Base earnings for the second quarter of 2019 are estimated to be in the range of $.93 to $.99 per diluted share, compared to $.93 per diluted share in the second quarter of 2018. Full-year 2019 base earnings guidance is raised to $3.52 to $3.62 per diluted share, reflecting the better-than-expected first-quarter results. The company previously issued full-year guidance of $3.47 to $3.57.
Full-year 2019 operating cash flow and free cash flow guidance are unchanged at a range of $600 million to $620 million and $225 million to $245 million, respectively.
“Sonoco produced solid first-quarter results, which exceeded the high end of our earnings guidance, as our diverse mix of businesses successfully navigated through what can best be described as sluggish global economic conditions,” said Rob Tiede, president and CEO. “Net sales grew by 3.6%, while GAAP net income attributable to Sonoco was essentially flat, both compared to last year’s first quarter. Base net income gained 15.8% over the prior-year period as a result of earnings from acquisitions, a positive price/cost relationship, improvements in productivity, and a lower effective tax rate, which were only partially offset by modestly lower volume/mix, and the negative impact from foreign exchange translation. GAAP gross profit margin improved by 70 basis points and GAAP operating profit increased 6.2% over the prior year’s quarter, while base operating profit increased 13%.
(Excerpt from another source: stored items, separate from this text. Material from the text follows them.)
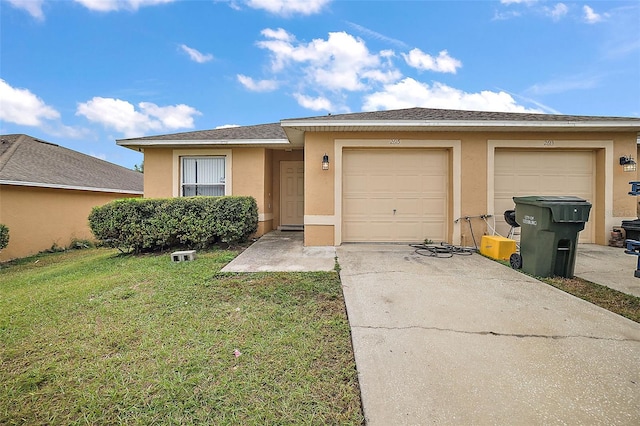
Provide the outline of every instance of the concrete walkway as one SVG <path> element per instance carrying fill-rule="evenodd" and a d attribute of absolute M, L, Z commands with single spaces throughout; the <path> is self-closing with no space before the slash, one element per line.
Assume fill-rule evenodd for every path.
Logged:
<path fill-rule="evenodd" d="M 640 278 L 633 276 L 637 267 L 638 256 L 624 254 L 623 248 L 581 244 L 578 245 L 574 274 L 640 297 Z"/>
<path fill-rule="evenodd" d="M 222 272 L 333 271 L 335 247 L 303 247 L 303 232 L 273 231 L 222 268 Z"/>
<path fill-rule="evenodd" d="M 477 254 L 337 253 L 368 425 L 640 424 L 639 324 Z"/>

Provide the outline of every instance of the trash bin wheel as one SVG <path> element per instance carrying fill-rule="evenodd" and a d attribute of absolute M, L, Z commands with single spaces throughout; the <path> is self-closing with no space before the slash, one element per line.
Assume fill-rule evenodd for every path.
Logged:
<path fill-rule="evenodd" d="M 509 257 L 509 263 L 513 269 L 522 269 L 522 256 L 519 253 L 513 253 Z"/>

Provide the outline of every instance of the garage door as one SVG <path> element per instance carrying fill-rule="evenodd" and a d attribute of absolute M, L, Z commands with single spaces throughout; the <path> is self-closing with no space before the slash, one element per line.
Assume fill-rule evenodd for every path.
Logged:
<path fill-rule="evenodd" d="M 497 231 L 507 235 L 505 210 L 514 208 L 512 197 L 573 195 L 594 204 L 595 153 L 593 151 L 496 150 L 495 214 Z M 581 243 L 594 242 L 593 210 Z"/>
<path fill-rule="evenodd" d="M 447 239 L 446 150 L 345 150 L 342 158 L 343 241 Z"/>

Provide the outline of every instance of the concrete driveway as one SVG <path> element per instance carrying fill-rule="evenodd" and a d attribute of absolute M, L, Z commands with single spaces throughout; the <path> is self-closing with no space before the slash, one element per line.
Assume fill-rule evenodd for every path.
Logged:
<path fill-rule="evenodd" d="M 640 424 L 640 325 L 477 254 L 343 245 L 369 425 Z"/>

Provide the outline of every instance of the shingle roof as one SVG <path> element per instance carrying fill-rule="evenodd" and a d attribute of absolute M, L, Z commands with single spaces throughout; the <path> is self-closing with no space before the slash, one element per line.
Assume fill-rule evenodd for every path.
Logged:
<path fill-rule="evenodd" d="M 436 108 L 406 108 L 284 119 L 280 123 L 230 127 L 120 139 L 119 145 L 138 149 L 153 145 L 304 145 L 305 131 L 640 131 L 640 118 L 514 112 L 463 111 Z"/>
<path fill-rule="evenodd" d="M 264 139 L 282 139 L 286 140 L 287 136 L 282 130 L 280 123 L 258 124 L 254 126 L 238 126 L 224 127 L 221 129 L 199 130 L 195 132 L 172 133 L 159 136 L 144 136 L 141 138 L 119 139 L 118 142 L 126 144 L 129 141 L 144 140 L 264 140 Z"/>
<path fill-rule="evenodd" d="M 597 117 L 584 115 L 535 114 L 517 112 L 463 111 L 436 108 L 406 108 L 389 111 L 356 112 L 350 114 L 323 115 L 308 118 L 296 118 L 286 121 L 637 121 L 640 118 Z"/>
<path fill-rule="evenodd" d="M 0 135 L 0 182 L 122 193 L 143 192 L 134 170 L 27 135 Z"/>

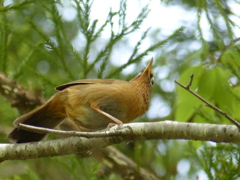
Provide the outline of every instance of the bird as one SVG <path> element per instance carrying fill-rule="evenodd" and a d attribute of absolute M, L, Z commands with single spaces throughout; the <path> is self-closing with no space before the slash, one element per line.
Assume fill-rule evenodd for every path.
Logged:
<path fill-rule="evenodd" d="M 17 118 L 7 136 L 13 143 L 41 141 L 47 134 L 19 129 L 19 123 L 55 128 L 66 118 L 79 131 L 98 131 L 128 123 L 149 108 L 154 77 L 151 59 L 146 68 L 130 81 L 82 79 L 56 87 L 58 91 L 45 104 Z"/>

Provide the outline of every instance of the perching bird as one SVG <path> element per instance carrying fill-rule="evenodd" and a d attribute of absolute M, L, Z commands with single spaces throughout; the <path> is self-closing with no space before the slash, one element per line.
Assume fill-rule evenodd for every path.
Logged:
<path fill-rule="evenodd" d="M 148 66 L 131 81 L 118 79 L 83 79 L 56 87 L 57 92 L 47 103 L 17 118 L 19 123 L 54 128 L 70 118 L 80 131 L 97 131 L 110 123 L 128 123 L 143 115 L 149 107 L 154 84 L 151 60 Z M 11 142 L 42 140 L 38 134 L 15 128 Z"/>

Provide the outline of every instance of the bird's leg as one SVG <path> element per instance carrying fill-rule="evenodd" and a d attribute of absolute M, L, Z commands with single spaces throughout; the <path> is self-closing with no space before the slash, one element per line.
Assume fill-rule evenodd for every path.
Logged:
<path fill-rule="evenodd" d="M 78 123 L 76 122 L 76 120 L 75 120 L 73 117 L 71 117 L 67 112 L 66 112 L 66 114 L 67 114 L 67 117 L 73 122 L 73 124 L 74 124 L 75 126 L 77 126 L 78 130 L 79 130 L 79 131 L 82 131 L 81 128 L 80 128 L 80 126 L 79 126 Z"/>
<path fill-rule="evenodd" d="M 118 124 L 118 125 L 123 124 L 122 121 L 120 121 L 119 119 L 117 119 L 117 118 L 113 117 L 112 115 L 110 115 L 110 114 L 102 111 L 97 104 L 95 104 L 95 103 L 90 103 L 90 107 L 91 107 L 93 110 L 95 110 L 95 111 L 101 113 L 102 115 L 108 117 L 109 119 L 111 119 L 112 121 L 114 121 L 116 124 Z M 115 126 L 116 124 L 114 124 L 114 123 L 109 123 L 108 127 Z"/>

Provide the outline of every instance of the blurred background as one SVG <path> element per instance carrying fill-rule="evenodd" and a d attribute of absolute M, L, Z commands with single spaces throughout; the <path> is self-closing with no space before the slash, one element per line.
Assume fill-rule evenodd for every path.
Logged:
<path fill-rule="evenodd" d="M 3 0 L 0 72 L 36 96 L 85 78 L 130 80 L 154 58 L 149 111 L 135 121 L 229 124 L 174 83 L 240 119 L 240 17 L 234 0 Z M 0 140 L 19 117 L 0 97 Z M 54 137 L 49 137 L 54 138 Z M 155 140 L 115 145 L 159 179 L 238 179 L 239 145 Z M 0 164 L 1 179 L 99 179 L 102 165 L 75 155 Z M 122 179 L 114 173 L 102 179 Z"/>

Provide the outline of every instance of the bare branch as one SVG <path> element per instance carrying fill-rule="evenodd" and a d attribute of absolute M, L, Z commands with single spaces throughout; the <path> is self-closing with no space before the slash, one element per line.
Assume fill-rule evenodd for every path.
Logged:
<path fill-rule="evenodd" d="M 198 94 L 196 94 L 194 91 L 192 91 L 190 89 L 190 86 L 192 84 L 192 81 L 193 81 L 193 77 L 194 77 L 194 74 L 192 74 L 190 76 L 190 81 L 188 83 L 187 86 L 184 86 L 182 85 L 180 82 L 178 81 L 175 81 L 175 83 L 177 83 L 179 86 L 181 86 L 182 88 L 186 89 L 187 91 L 189 91 L 191 94 L 193 94 L 195 97 L 197 97 L 198 99 L 200 99 L 202 102 L 205 103 L 205 105 L 207 107 L 210 107 L 211 109 L 213 109 L 214 111 L 217 111 L 219 112 L 221 115 L 223 115 L 225 118 L 227 118 L 229 121 L 231 121 L 235 126 L 237 126 L 240 130 L 240 124 L 238 121 L 236 121 L 235 119 L 233 119 L 230 115 L 228 115 L 227 113 L 223 112 L 221 109 L 217 108 L 216 106 L 212 105 L 211 103 L 209 103 L 208 101 L 206 101 L 204 98 L 202 98 L 201 96 L 199 96 Z"/>
<path fill-rule="evenodd" d="M 0 95 L 17 108 L 20 114 L 27 113 L 36 105 L 45 103 L 44 99 L 34 96 L 3 73 L 0 73 Z"/>
<path fill-rule="evenodd" d="M 36 132 L 39 134 L 52 134 L 56 136 L 81 136 L 86 138 L 92 138 L 92 137 L 112 137 L 112 136 L 121 136 L 121 132 L 113 132 L 113 131 L 94 131 L 94 132 L 81 132 L 81 131 L 62 131 L 62 130 L 56 130 L 56 129 L 49 129 L 44 127 L 37 127 L 37 126 L 31 126 L 27 124 L 18 124 L 19 129 L 23 129 L 26 131 Z"/>
<path fill-rule="evenodd" d="M 156 178 L 145 169 L 139 168 L 133 160 L 111 146 L 104 149 L 94 149 L 92 156 L 115 173 L 122 173 L 123 179 L 161 180 L 160 177 Z"/>
<path fill-rule="evenodd" d="M 119 133 L 121 133 L 121 136 L 118 136 Z M 236 126 L 175 121 L 123 124 L 110 128 L 109 134 L 111 136 L 108 137 L 69 137 L 34 143 L 0 144 L 0 160 L 77 154 L 120 142 L 150 139 L 187 139 L 240 143 L 240 133 Z"/>
<path fill-rule="evenodd" d="M 190 81 L 189 81 L 188 85 L 186 86 L 186 89 L 188 89 L 188 90 L 190 89 L 190 86 L 192 85 L 193 77 L 194 77 L 194 74 L 192 74 L 190 76 Z"/>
“We were extremely pleased that each of our business segments recorded year-over-year improvement in operating earnings during the first quarter,” Tiede added. “Our Consumer Packaging segment reported slightly improved operating results in the first quarter while operating margin declined 19 basis points compared to last year’s period. However, these results were significantly better than the disappointing 2018 fourth-quarter results, as sequentially margins improved by 291 basis points. Our Paper and Industrial Converted Products segment continued to drive strong results, with operating margin improving 112 basis points compared to last year’s first quarter. In addition, the turnaround in our Display and Packaging segment continued, with operating margin expanding 348 basis points over the prior year period, and our Protective Solutions business operating results improved slightly and operating margin expanded by 45 basis points.”
As of March 31, 2019, total debt was approximately $1.41 billion, compared with $1.39 billion as of Dec. 31, 2018, and the company had a total-debt-to-total-capital ratio of 43.9% at end of the first quarter, unchanged from year-end 2018.
“We’re off to a solid start to 2019, and we remain optimistic that we have the initiatives in place to achieve our targets for profitable growth, improved operating margins and strong free cash flow,” Tiede said. “That said, we must also be realistic about the balance of the year as global economic conditions showed some weakness to start the year, and the uncertainty of tariffs, trade disputes and regional policy concerns are still hanging over business and consumer confidence.”